Working from home has become a sure option to keep income flowing for sustenance, while others are just coping with it doing the best they could.

While this may all seem uncertain and gives off the impression of a bleak future, something better is happening with the environment.

Scientists are revealing that the nature is ‘healing’ itself in rates quicker than they have seen in decades to come. Pollution is plummeting drastically in major cities , waters are becoming clearer, animals returning to their natural habitats and the ecosystem is thriving greatly now than ever.

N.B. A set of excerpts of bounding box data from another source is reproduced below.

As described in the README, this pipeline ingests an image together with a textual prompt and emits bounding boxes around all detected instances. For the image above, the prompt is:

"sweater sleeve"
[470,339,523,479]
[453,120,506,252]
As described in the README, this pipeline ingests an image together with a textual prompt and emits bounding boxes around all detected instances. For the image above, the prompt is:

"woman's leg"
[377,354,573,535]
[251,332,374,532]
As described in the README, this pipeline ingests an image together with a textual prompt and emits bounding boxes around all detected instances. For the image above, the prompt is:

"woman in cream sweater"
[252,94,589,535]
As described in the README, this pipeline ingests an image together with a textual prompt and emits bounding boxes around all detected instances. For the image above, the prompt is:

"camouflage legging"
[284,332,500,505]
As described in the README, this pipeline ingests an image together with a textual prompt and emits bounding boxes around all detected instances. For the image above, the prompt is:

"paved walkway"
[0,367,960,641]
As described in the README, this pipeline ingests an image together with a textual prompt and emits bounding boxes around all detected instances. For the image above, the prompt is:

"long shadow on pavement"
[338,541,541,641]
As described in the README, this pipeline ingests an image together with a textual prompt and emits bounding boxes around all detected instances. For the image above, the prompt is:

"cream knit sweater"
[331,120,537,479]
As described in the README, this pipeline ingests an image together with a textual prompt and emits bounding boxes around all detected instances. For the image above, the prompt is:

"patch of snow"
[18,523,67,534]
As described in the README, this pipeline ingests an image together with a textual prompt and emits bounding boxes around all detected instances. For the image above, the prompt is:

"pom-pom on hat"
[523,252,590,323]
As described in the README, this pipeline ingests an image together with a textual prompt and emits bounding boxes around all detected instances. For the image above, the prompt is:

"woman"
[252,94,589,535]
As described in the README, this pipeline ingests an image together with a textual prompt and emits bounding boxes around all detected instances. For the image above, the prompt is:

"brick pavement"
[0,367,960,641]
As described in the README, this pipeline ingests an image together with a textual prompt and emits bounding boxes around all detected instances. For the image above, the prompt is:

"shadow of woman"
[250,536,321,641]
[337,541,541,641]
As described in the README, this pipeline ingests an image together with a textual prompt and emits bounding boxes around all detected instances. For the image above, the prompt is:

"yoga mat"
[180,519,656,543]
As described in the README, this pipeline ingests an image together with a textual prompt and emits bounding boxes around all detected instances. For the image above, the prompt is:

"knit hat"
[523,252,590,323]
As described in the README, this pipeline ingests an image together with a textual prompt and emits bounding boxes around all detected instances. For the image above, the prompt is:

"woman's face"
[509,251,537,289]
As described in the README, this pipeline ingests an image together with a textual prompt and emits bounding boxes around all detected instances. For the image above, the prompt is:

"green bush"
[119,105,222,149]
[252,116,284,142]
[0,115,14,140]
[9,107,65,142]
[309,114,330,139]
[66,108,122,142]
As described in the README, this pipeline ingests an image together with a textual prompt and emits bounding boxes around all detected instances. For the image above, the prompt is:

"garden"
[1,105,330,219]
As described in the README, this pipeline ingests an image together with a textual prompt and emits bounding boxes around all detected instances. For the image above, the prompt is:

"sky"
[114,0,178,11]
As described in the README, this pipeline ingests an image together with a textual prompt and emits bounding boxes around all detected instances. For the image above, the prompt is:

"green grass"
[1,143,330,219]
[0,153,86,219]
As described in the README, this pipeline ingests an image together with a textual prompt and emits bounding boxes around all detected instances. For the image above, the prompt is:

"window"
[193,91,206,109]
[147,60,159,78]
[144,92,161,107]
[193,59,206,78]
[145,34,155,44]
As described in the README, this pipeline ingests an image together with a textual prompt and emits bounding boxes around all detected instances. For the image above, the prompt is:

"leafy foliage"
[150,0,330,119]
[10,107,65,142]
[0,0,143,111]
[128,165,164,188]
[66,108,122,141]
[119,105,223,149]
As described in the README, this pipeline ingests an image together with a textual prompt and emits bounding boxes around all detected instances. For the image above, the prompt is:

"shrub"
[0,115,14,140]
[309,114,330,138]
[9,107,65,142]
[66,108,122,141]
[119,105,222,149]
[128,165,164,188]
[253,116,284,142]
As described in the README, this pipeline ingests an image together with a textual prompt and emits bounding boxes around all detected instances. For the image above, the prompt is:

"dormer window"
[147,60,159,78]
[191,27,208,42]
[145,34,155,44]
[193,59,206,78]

In line with that, citizens in India have flooded the Internet with pictures of the Himalayas being visible from as far as 200km away.

For the first time in 30 years, the snow-capped mountain is gracing its beauty to locals in villages all around Kashmir.

Threads after threads of scenic views of rustic village houses overseeing layers of frosty mountains in distant horizon is being shared on Twitter, each one perfectly capturing the beauty of the Dhauladhars range of the Himalayas.


This was possible due to the increased air quality all around India that was recorded since India went into lockdown on March 22nd.

“Data shows that on average, Indian cities had an AQI of 115 between March 16 and 24. The air quality started showing improvements from the first day of the 21-day lockdown. The average AQI fell to 75 in the first three days of the lockdown,” the India Today Data Intelligence Unit (DIU) report reads.

While this is certainly good news worth celebrating, we also hope that virus will be mitigated soon and life goes back to how it was before. May this be a reminder for us to never take nature for granted.